You are viewing a plain text version of this content. The canonical link for it is here.
Posted to java-user@lucene.apache.org by sol myr <so...@yahoo.com> on 2011/01/16 16:15:40 UTC

Question on writer optimize() / file merging?

Hi,

I'm trying to understand the behavior of file merging / optimization.
I see that whenever my IndexWriter calls 'commit()', it creates a new file (or fileS).
I also see these files merged when calling 'optimize()' , as much as allowed by the parameter 'NoCFSRatio' .

But I'm still trying to figure out:

1) Will my writer still perform some file merging, even if I don't explicitly call 'optimize()'?

2) Is there a way to configure the number or files, or their size?

3) I always keep an open IndexSearcher (and IndexReader). I know they should be re-opened when a change occurs, but it's not crucial to see changes immediately, so I just poll periodically, and it might be a few minutes before my reader is re-opened and allowed to see changes.
But will this approach disturb the writer's ability to optimize / merge files?

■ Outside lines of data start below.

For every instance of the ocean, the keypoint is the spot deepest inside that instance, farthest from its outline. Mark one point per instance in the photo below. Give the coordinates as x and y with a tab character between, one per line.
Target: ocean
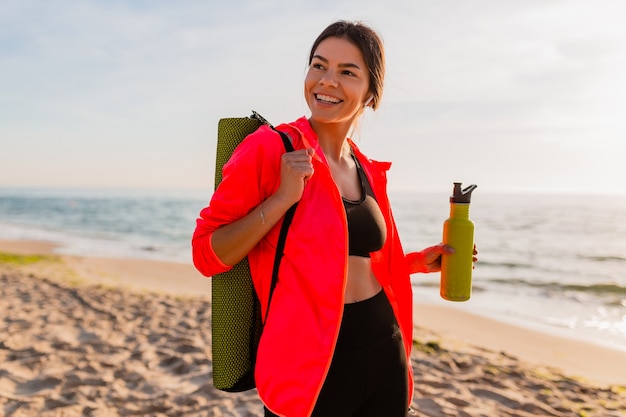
554	263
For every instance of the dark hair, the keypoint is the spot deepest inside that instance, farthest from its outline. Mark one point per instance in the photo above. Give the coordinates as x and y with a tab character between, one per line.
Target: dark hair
370	45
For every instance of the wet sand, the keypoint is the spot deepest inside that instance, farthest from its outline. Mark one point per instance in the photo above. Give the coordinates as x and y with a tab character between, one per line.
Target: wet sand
98	337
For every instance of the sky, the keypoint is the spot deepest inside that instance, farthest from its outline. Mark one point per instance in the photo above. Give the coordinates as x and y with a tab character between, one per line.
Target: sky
510	95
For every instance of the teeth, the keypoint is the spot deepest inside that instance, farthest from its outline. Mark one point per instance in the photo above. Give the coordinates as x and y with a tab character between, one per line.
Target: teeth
328	99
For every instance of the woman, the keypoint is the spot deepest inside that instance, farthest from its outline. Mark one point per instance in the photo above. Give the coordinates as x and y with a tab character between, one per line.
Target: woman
337	339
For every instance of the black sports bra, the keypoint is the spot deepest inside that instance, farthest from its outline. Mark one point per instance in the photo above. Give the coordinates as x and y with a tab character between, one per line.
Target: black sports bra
367	231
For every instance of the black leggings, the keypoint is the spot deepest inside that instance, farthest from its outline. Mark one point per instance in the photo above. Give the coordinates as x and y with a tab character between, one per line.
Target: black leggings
368	373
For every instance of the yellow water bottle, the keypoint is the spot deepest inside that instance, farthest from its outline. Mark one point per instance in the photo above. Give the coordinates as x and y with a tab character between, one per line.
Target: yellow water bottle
458	232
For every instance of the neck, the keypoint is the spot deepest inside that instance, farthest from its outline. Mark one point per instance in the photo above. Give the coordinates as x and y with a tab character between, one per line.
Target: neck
332	138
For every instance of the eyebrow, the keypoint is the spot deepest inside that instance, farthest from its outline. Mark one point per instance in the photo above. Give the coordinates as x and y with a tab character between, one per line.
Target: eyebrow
346	65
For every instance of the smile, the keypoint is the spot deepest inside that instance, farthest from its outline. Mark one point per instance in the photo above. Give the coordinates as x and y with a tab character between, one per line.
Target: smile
327	99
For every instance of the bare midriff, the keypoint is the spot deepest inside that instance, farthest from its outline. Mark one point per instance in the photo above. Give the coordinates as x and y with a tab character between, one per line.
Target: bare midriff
361	283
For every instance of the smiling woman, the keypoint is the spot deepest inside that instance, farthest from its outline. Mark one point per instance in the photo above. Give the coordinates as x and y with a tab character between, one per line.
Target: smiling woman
343	300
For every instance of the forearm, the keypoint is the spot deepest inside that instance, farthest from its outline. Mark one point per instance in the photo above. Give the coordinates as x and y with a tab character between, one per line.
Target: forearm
232	242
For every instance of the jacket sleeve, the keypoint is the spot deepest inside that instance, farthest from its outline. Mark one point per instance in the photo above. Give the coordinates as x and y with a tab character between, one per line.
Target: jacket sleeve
250	176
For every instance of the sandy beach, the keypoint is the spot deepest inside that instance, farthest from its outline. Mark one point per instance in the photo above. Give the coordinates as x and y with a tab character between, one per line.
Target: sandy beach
86	336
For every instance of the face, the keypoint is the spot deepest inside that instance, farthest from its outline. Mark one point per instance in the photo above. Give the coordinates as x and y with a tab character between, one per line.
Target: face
336	86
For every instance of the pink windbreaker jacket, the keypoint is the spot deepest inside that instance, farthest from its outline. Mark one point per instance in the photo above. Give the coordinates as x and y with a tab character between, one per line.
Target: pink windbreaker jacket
302	325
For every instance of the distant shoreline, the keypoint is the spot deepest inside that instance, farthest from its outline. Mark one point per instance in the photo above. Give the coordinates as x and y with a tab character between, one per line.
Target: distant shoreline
454	327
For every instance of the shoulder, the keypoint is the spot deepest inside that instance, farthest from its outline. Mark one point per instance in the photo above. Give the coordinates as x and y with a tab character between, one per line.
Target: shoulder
372	164
257	146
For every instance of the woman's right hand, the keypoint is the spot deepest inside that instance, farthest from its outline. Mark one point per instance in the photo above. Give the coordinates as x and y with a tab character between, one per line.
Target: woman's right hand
296	169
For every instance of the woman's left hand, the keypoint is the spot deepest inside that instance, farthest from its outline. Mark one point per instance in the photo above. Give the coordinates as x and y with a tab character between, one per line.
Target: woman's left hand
429	259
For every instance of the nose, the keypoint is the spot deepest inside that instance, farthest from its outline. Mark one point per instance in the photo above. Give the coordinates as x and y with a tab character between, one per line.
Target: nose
329	79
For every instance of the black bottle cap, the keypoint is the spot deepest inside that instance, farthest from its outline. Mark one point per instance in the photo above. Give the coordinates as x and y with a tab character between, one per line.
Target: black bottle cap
463	196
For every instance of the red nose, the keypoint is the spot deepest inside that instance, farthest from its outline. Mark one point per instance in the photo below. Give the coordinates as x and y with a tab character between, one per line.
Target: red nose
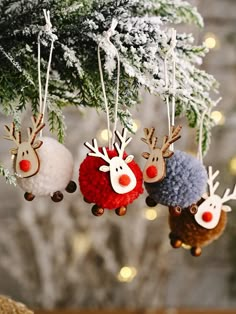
25	165
151	171
207	216
124	180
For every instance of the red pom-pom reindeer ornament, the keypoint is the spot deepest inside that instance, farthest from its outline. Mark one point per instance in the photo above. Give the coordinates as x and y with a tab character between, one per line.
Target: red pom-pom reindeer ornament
109	177
203	222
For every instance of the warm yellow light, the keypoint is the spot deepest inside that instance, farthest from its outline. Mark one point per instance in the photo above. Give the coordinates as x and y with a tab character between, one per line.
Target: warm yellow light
185	246
150	214
127	274
136	125
218	117
103	135
232	165
211	41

If a reader is open, will it prevent file merging?

Thanks




      

Re: Question on writer optimize() / file merging?

Posted by Erick Erickson <er...@gmail.com>.
See below:

On Sun, Jan 16, 2011 at 10:15 AM, sol myr <so...@yahoo.com> wrote:

> Hi,
>
> I'm trying to understand the behavior of file merging / optimization.
> I see that whenever my IndexWriter calls 'commit()', it creates a new file
> (or fileS).
> I also see these files merged when calling 'optimize()' , as much as
> allowed by the parameter 'NoCFSRatio' .
>
> But I'm still trying to figure out:
>
> 1) Will my writer still perform some file merging, even if I don't
> explicitly call 'optimize()'?
>
>
Yes. The merge factor controls this so you don't have a huge number of
files. There are some
nifty diagrams floating around on the net, but I don't have one right at
hand...



> 2) Is there a way to configure the number or files, or their size?
>
> IndexWriter.setMergeFactor controls the number of segments. There's no way
I know
of to control by size however.

> 3) I always keep an open IndexSearcher (and IndexReader). I know they
> should be re-opened when a change occurs, but it's not crucial to see
> changes immediately, so I just poll periodically, and it might be a few
> minutes before my reader is re-opened and allowed to see changes.
> But will this approach disturb the writer's ability to optimize / merge
> files? If a reader is open, will it prevent file merging?
>
>
No, this is a fine approach. Lucene index segments are never changed. A
merge will #copy# the
segments being merged to a new segment and when you open a new reader it
will look at the new
segment while the old reader merrily looks at the old segments. This is why
the disk space may
double during a merge.

Best
Erick


> Thanks
>
>
>
>
>